The 2a until 2c show a representation of a contact system 100 according to an exemplary embodiment. The contact system 100 consists as in 1 from the two pluggable contacts 102, 104 and the rotatable clamping element 106. The clamping element 106 is electrically conductive and designed to clamp the first contact 102 and the second contact 104 during the rotational movement from the plug-in position 110 to the clamping position 112 and to make them electrically conductive connect.

In contrast to the exemplary embodiment in 1 the clamping element 106 is arranged here between the first contact 102 and the second contact 104. The first contact 102 is arranged within the clamping element 106. The second contact 104 is arranged outside the clamping element 106.

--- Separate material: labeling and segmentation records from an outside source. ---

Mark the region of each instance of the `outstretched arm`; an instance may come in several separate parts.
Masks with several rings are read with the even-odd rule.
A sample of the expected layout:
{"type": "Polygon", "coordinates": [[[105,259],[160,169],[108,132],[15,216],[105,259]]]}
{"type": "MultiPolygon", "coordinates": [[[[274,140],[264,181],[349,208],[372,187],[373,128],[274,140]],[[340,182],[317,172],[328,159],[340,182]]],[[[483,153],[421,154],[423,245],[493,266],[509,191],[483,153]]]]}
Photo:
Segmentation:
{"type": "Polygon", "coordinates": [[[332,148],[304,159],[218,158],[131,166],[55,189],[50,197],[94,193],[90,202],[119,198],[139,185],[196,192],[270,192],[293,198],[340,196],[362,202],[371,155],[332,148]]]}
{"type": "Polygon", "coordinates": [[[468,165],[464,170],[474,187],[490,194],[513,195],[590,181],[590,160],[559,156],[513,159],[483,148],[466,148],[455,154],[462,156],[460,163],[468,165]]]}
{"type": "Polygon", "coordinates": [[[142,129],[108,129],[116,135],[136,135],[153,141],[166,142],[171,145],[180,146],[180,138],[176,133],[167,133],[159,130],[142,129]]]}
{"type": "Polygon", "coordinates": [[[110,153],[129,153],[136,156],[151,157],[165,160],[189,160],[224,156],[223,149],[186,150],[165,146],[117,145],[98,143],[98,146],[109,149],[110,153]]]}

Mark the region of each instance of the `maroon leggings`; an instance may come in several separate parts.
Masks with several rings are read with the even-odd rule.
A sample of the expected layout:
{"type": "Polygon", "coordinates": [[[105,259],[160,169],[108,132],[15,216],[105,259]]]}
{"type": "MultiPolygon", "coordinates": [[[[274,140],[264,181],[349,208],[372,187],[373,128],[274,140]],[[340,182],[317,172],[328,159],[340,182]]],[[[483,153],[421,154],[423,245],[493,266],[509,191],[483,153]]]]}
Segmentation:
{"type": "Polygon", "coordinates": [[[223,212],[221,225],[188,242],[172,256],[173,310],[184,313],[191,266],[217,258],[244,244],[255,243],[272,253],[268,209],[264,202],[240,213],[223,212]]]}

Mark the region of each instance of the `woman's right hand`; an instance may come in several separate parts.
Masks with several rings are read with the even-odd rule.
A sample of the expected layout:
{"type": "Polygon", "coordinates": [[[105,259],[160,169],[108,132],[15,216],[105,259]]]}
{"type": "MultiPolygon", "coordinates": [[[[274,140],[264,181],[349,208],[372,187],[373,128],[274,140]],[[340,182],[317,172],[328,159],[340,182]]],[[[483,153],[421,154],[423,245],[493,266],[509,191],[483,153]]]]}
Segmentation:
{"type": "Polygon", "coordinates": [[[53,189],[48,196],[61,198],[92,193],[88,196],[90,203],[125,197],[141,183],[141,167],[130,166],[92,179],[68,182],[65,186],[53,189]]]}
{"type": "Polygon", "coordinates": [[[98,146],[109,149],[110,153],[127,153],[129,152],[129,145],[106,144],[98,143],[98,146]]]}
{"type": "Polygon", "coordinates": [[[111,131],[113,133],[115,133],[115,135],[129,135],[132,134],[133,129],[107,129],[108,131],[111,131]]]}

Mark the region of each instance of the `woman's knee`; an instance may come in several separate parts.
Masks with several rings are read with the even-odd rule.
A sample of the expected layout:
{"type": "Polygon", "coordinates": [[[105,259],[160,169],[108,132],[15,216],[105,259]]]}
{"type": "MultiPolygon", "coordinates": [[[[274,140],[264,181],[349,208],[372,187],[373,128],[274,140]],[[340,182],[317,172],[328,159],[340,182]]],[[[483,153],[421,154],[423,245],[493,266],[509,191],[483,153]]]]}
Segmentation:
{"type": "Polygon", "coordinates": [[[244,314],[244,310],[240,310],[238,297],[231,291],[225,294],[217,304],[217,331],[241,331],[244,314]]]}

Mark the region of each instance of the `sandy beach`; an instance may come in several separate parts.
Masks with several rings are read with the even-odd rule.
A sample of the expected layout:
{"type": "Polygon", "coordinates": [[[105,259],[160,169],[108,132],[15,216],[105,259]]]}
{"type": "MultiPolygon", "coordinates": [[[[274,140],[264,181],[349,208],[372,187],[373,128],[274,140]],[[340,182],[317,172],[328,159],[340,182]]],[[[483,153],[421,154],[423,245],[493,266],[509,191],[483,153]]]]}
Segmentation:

The first contact 102 and the clamping element point as in 1 each with two different diameters. In the plug-in position 110, the small inside diameter of the contact element 106 is aligned with the small outside diameter of the first contact 102, while the large inside diameter of the clamping element 106 is aligned with the large outside diameter of the first contact 102. When the clamping element 106 is rotated to the clamping position 112, the small inside diameter of the clamping element 106 clamps on the large outside diameter of the first contact 102. This deforms the clamping element 106 and presses it against the inside of the second contact 104.

In one embodiment, the clamping element 106 also has different outside diameters. The clamping element 106 has a large outside diameter on its small inside diameter. The small inner diameter and the large outer diameter result in a thickening of 200.

In one embodiment, the second contact 104 also has different diameters. A small inner diameter of the second contact 104 is arranged on the large outer diameter of the first contact 102. During the rotational movement 108 from the plug-in position 110 to the clamping position 112, the thickening 200 is inserted between the small inside diameter of the second contact 104 and the large outside diameter of the first contact 102 and thereby clamps both the first contact 102 and the second contact 104.

In one exemplary embodiment, the second contact 104 is designed to be segmented. The second contact 104 has a segment 202 in the area of the large outside diameter of the first contact 102 or in the area of the small inside diameter of the second contact 104. The second contact 104 has windows 204 between the diametrically oppositely arranged segments 202. The drive geometry 116 of the contact element 106 is arranged in the windows 204 and is therefore accessible from the outside.

In one exemplary embodiment, the contact element 106 has two diametrically opposed points of attack 206 or levers as the drive geometry. Using the points of attack 206, the contact element 106 can be rotated back and forth between the plug-in position 110 and the clamping position without tools.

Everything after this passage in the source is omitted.